I guess I'm having all of these thoughts because next month, February 7th is the 14th anniversary of the day we buried my mother. She was 35 years old when she died, her birthday was August 11th. February 25, 2011 is my 35th birthday. This right here...

Life is too short, especially if we make wrong decisions that could cause us not to live a long life. Her thing was using drugs and fighting with men. My thing is stressing over my job and not taking care of my body. If the Lord says the same, I will make it to 36 years old and beyond. And I'm praying that my son lives to be 103, but in good health, lifting weights and running marathons.

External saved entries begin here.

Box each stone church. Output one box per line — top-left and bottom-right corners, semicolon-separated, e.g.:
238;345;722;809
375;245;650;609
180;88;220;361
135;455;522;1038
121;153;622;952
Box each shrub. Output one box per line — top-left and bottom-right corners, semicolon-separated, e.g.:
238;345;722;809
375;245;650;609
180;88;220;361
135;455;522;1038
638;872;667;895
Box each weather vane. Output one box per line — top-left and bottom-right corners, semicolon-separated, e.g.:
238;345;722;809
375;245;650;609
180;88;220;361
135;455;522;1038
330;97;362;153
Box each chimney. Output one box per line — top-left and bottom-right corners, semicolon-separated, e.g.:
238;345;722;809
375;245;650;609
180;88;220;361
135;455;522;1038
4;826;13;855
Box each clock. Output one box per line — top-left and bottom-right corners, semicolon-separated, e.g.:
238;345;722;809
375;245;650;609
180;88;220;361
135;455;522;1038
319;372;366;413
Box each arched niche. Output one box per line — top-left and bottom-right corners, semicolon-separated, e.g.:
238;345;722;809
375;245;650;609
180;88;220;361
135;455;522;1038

Tuesday, November 10, 2009

What Doesn't Kill Me Will Go in My Next Story

I was having a half-way decent day, thinking about my word count and how I was going to make up for yesterday. Unfortunately when I got home all of that flew out the window. I found my TV converter box, microwave and my son’s radio missing. The dressers had been riffled through in both our rooms, but I only had about five dollars in the house so that wasn’t a big deal. When I got to my office, I saw what had happened. My back door was open. Now this same door has been impossible to open since August but I guess the maintenance man forced it open and then opened the storm door to do what he had to do. My landlord said that she would replace my items. Good thing I was paranoid and took my laptop with me for the last two days, I would have had a harder time getting that replaced I’m sure.

After all of this, the maintenance guy still has to come back tomorrow. Thank God and the federal government for federal holidays, because D and I are going to be here monitoring the goings on. Even if I didn’t have the day off, I would have taken the day off. I’ve just got this thing about still having stuff to move when I get ready to move, I’m just funny like that. D is like a guard dog, he watches everything. And he will bust you out, “Mama, what man doing? Man break thang.” That’s my boy.

Since I’m off tomorrow, I will try my best to get back on track. Like my title implies, I may use my dilemma in my story. So don’t be surprised if my private detective has a fit about somebody breaking into her office.